Jerry sends us a link to our first story today from Phoenix;
Investigators say it started after the suspect approached a woman getting out of her car across the street from Loma Linda Elementary School.
“He asked if he could borrow the phone, she said no because she didn’t know who he was, apparently he grabbed her and threw her out of the car and on the ground,” said Sgt. Tommy Thompson.
The carjacking suspect got into the drivers seat of the victims vehicle. The victim’s neighbors, a husband and wife, saw what was happening and tried to intervene. The female neighbor opened the passenger’s door and as the suspect pulled away the SUV knocked her over, injuring her head.
That’s when the male neighbor pulled out a gun and fired several times at the carjacker.
The suspect drove for several blocks before crashing into a wall and tree, he was taken to the hospital where he later died.
Again, Chief Tango sends us our first feel good story of the week. This one is from Texas, where a fellow learned too late the first rule of gun control;
Investigators said the male, armed with multiple weapons, entered the home that had three adult males inside, according to the release.
Upon entering the home, the three men struggled with the intruder and managed to take one of his weapons and use it against him, according to the release.
Investigators are still working the case to determine if there was anyone else involved in the robbery.
No charges are expected to be filed against the man who killed the robber, said J.P. Rodriguez, a Sheriff’s Office spokesman.
The Texas “Castle Law” allows a person to legally use deadly force when confronted with imminent danger while inside their home, business or vehicle.
The first rule of gun control, of course, is that you should always keep control of your gun.
This morning’s feel good stories from Chief Tango start out in Georgia;
The homeowner, Kenny, who’s asked us not to use his last name, tells Channel 3 he was fixing a jammed door in the back of the house when two men came in through the front door.
“I heard something behind me and I turned around and the guy had a gun to my face!” Kenny said.
That’s when he says adrenaline took over. Kenny tackled the man holding the gun to try to get it away.
“I wasn’t letting go of that gun. I just held onto it. I wasn’t going to let go,” Kenny added.
His daughter watched her Dad fight off the men before the gun went off twice inside their home.
“He was on top of him with my Dad and my Dad said, ‘I’m not letting go of the gun’ and the guy got shot in the middle of all of it,” she said.
The men took off out the front door, ran down the street back to that gold Crown Victoria before driving off.
A few minutes later, deputies say Marlon Dewayne Jones walked into Memorial Hospital with a gunshot wound in his upper leg.
He’s now charged in connection with the home invasion.
Witnesses told Action 7 News they heard gunshots Friday morning.
Police said two residents were the victims of a home invasion by two or three armed assailants. They said one of the victims shot one of the assailants.
One of the bullets went through a woman’s window, right over the bed where she was sleeping.

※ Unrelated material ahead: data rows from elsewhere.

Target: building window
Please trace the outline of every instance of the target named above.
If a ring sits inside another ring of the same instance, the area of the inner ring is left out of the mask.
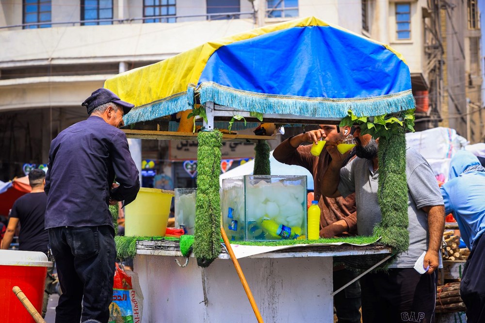
[[[411,3],[396,4],[396,31],[398,39],[411,38]]]
[[[476,0],[468,0],[468,29],[476,29],[478,21]]]
[[[24,0],[24,23],[50,22],[52,11],[50,0]],[[50,27],[50,24],[24,26],[24,29]]]
[[[113,0],[81,0],[81,20],[113,18]],[[111,21],[81,22],[85,26],[112,25]]]
[[[223,14],[207,17],[209,20],[238,19],[239,15],[224,15],[224,13],[240,12],[239,0],[207,0],[208,14]]]
[[[369,1],[362,0],[362,29],[369,32]]]
[[[175,16],[175,0],[144,0],[143,16],[158,17],[146,19],[145,22],[175,22],[175,17],[160,16]]]
[[[267,0],[266,7],[268,18],[298,16],[298,0]]]

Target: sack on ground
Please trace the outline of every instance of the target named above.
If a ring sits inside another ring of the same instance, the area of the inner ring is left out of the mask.
[[[116,266],[109,323],[139,323],[142,322],[143,295],[138,275],[118,263]]]

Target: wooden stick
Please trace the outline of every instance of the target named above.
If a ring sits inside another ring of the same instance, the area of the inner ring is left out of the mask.
[[[258,323],[262,323],[264,322],[263,321],[263,318],[261,316],[259,310],[258,308],[258,305],[256,305],[256,302],[253,297],[253,293],[251,292],[251,290],[249,289],[249,286],[247,284],[246,278],[244,276],[242,270],[239,265],[239,262],[238,261],[238,259],[234,255],[234,252],[232,251],[231,243],[229,242],[227,236],[226,235],[226,231],[224,231],[224,229],[222,226],[221,227],[221,235],[222,236],[222,239],[224,241],[226,248],[227,249],[227,253],[231,257],[231,260],[232,260],[232,263],[234,264],[234,267],[236,268],[236,271],[237,272],[238,275],[239,276],[239,279],[241,279],[241,284],[242,284],[244,290],[246,291],[246,295],[247,295],[247,298],[249,300],[249,303],[251,303],[251,307],[253,308],[254,314],[256,316],[256,320],[258,320]]]
[[[455,291],[460,289],[460,283],[448,283],[446,285],[442,285],[438,286],[437,288],[438,292],[440,291]]]
[[[455,290],[454,291],[438,291],[437,294],[436,295],[436,299],[442,299],[443,298],[448,298],[449,297],[454,297],[455,296],[460,296],[460,290]],[[461,301],[460,301],[461,302]]]
[[[436,305],[444,305],[445,304],[451,304],[454,303],[460,303],[463,302],[461,297],[460,296],[455,296],[454,297],[447,297],[446,298],[440,298],[439,300],[436,300]]]
[[[466,309],[466,307],[463,302],[460,303],[453,303],[451,304],[445,304],[444,305],[436,305],[436,312],[445,311],[456,311],[457,310]]]
[[[46,321],[42,318],[42,316],[39,314],[37,309],[32,305],[30,301],[29,300],[27,297],[25,296],[25,294],[20,290],[18,286],[14,286],[14,288],[12,289],[12,291],[14,292],[15,296],[17,296],[18,300],[22,303],[22,305],[24,306],[25,309],[29,312],[29,314],[32,316],[32,318],[33,319],[36,323],[46,323]]]

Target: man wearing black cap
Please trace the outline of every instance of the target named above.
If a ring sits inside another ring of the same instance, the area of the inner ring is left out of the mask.
[[[118,129],[133,105],[99,89],[82,105],[89,117],[52,140],[46,177],[46,228],[63,292],[58,323],[108,322],[116,254],[108,205],[128,204],[140,188],[126,136]]]

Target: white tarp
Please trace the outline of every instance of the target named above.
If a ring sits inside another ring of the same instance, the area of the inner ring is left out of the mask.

“I’m still kind of shaky,” said Jae Jalbert. “If I had sat up, I would not be here.”
Jalbert said she heard commotion at about 6 a.m.
“I heard three consecutive shots … the fourth went through my window,” she said.
According to investigators, just after noon on Thursday, an attempted armed robbery occurred at Innovative Optique on W. Brown Deer Rd. Officers responded to a report of shots fired. When they arrived, officers determined that an attempted robbery had occurred. They found one person dead in the store.
Officials say during the course of the robbery, shots were exchanged between the armed robber and an armed employee of the store. The store employee was not hurt and the robber was fatally wounded.
The deceased is 22-year-old Joshua Drake of Milwaukee.
Drake’s father, who did not want his face on camera, told FOX6 News Joshua left their home nine months ago because the family didn’t like the direction he was heading.